On 05/02/2016 03:16 PM, clipka wrote:
> Am 02.05.2016 um 19:47 schrieb William F Pokorny:
>
>> I think I covered all the cases somewhat, but if not let me know.
>
> What about these:
>
> - first and third point negative
>
> - second and fourth point negative
>
> - first and fourth point negative
>
> Also, so far you've only swapped the signs; what if the negative values
> have greater magnitude than the positive ones? What about quadratic
> splines with an odd number of control points?
>
> There's plenty more stuff to toy around with.
>
> I also think it would be worthwhile to examine what happens if the lathe
> has an interior_texture.
>
>
>> To my eyes we get what one might expect(1) with negative coordinates, so
>> running with better warnings or no checking at all of the points in the
>> spline is probably OK.
>
> I'm not happy at all with the following cases:
>
> - the entire column 1 (all-negative); technically these should look the
> same as column 0, shouldn't they?
>
> - the cubic spline column 6; we should see /something/ there
>
> - the quadratic spline columns 6 and 7; we do see from the shading that
> they are bulging, but the silhouettes are cylindrical in the
> orthographic view, and the shapes look cut off in the perspective view.
>
> My suspicion is that the internal bounding mechanism of the late
> primitive doesn't play nice with negative values, which would explain
> all the above oddities.
>
>
> Furthermore, columns 5 and 7 should look identical in all respects for
> all splines, but instead we consistently see notable differences in the
> shading (and maybe also self-shadowing, but that's not entirely clear).
> This indicates to me that the normal computations are thrown off the
> rails by negative values as well.
>
>
> This means you(!) now have a choice to make:
>
> (A) Just overhaul the error message check.
>
> (B) Fix the lathe primitive itself, by making the bounding mechanism
> properly deal with negative values (this should be reasonably easy) and
> making the normal computations properly deal with "flipped" portions
> (this might be more difficult).
>
> (C) Work around the lathe primitive's limitations at the parser level,
> by automatically splitting any non-conforming sections into two or three
> sub-sections, inserting additional control points along the way, and
> normalizing the "flipped" portions by just inverting the sign. (This
> should be trivial for linear splines, some work for bezier splines, but
> may turn out to be difficult or even impossible for quadratic and cubic
> splines.)
>
> (D) Just like (C), but make the corresponding code part of the lathe
> primitive itself by placing it inside the Lathe::Compute_Lathe() method.
>
>
> Any of the above solutions would be accepted (presuming the resulting
> implementation is of reasonable quality of course).
>
>
> One final note in case you go for (A): In addition to the error messages
> for negative on-curve control points I'd also like to see warnings for
> negative off-curve bezier control points, as such points may or may not
> lead to "flipped" portions and the normal computation for such portions
> demonstrably cannot be trusted at present. Of course it would also be
> neat if the parser could automatically detect whether a lathe object
> will actually have "flipped" portions (not only for bezier but also for
> quadratic and cubic splines, which can "overshoot" even with
> all-positive control points) but that's probably beyond the scope of
> parse-time parameter sanity checks.
>
>
>> (1)- except perhaps that quadratic is a bit noisy, but probably it is
>> not much used.
>
> Try "sturm", that should give smoother results.
>
The short of it after creating and running a large number of test cases 
is to go with your option (A) also adding in the negative control point 
warning for the bezier spline versions of the lathe. I'll work to get a 
pull request going and I'll create a tarball for all the test cases 
which I'll post to:

https://github.com/POV-Ray/povray/issues/60

I think, Christoph, your guesses as to behavior and the reasons for them 
in what I previously posted were pretty much on track. I see no 
compelling reason to permit negative - in x - on curve points in the lathe.

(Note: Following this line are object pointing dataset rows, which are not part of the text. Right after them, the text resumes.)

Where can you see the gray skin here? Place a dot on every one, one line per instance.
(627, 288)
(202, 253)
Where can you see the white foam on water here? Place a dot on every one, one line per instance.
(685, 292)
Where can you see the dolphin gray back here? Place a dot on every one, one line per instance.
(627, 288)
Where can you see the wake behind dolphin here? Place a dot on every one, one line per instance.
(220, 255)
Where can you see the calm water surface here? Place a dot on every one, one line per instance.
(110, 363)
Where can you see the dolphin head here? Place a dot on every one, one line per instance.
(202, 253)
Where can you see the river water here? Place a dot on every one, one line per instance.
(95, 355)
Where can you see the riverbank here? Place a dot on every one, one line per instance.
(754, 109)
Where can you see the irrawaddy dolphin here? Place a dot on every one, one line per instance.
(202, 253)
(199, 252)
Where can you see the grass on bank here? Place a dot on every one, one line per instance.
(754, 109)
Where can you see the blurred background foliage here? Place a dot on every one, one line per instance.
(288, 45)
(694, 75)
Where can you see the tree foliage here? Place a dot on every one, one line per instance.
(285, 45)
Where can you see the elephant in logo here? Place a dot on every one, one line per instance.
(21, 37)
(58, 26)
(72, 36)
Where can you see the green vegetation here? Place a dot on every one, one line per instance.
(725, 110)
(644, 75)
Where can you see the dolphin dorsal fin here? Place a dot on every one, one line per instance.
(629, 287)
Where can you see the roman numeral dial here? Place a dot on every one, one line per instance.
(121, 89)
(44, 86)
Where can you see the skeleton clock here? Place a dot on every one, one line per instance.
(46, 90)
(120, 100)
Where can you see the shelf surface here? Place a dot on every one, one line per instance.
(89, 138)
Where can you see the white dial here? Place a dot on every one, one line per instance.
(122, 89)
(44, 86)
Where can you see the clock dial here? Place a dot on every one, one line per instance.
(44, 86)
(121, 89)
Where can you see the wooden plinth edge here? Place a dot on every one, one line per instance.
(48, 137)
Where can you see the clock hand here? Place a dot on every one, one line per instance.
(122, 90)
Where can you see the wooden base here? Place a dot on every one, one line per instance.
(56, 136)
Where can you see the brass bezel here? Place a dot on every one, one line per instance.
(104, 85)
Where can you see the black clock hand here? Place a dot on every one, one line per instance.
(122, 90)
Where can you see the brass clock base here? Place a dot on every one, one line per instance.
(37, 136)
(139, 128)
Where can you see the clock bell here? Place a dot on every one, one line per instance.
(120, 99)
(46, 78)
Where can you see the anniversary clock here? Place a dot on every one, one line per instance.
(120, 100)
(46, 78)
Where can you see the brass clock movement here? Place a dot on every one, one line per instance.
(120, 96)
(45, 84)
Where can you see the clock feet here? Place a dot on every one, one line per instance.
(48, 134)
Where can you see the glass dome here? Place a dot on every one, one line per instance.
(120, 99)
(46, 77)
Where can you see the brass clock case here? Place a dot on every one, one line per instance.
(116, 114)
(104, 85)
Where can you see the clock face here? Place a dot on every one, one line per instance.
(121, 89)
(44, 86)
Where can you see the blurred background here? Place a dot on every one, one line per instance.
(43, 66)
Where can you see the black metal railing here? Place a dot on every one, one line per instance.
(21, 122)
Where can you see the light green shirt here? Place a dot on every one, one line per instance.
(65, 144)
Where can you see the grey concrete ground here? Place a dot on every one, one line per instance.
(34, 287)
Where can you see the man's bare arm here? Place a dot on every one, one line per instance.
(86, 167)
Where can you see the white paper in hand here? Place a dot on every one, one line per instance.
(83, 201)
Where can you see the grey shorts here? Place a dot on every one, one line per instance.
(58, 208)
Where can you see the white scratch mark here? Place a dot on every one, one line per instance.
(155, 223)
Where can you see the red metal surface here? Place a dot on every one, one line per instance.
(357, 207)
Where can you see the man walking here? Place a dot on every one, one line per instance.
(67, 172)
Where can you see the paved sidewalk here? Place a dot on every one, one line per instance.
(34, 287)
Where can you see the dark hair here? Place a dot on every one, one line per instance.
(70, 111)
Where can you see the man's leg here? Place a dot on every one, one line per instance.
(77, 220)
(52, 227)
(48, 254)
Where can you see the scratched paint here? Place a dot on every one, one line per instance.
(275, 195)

In summary, current on curve point checking for positive x is correct 
only for the cubic spline, wrong for the bezier control points and both 
its ends, and wrong for one or both ends of the quadratic and linear 
splines, respectively. The new checking forces all on curve, specified 
points, to be positive in x. Know that while not too likely, somebody, 
somewhere, no doubt specified point(s) which worked with the previous 
code which will now need adjustment at the first, last point or both.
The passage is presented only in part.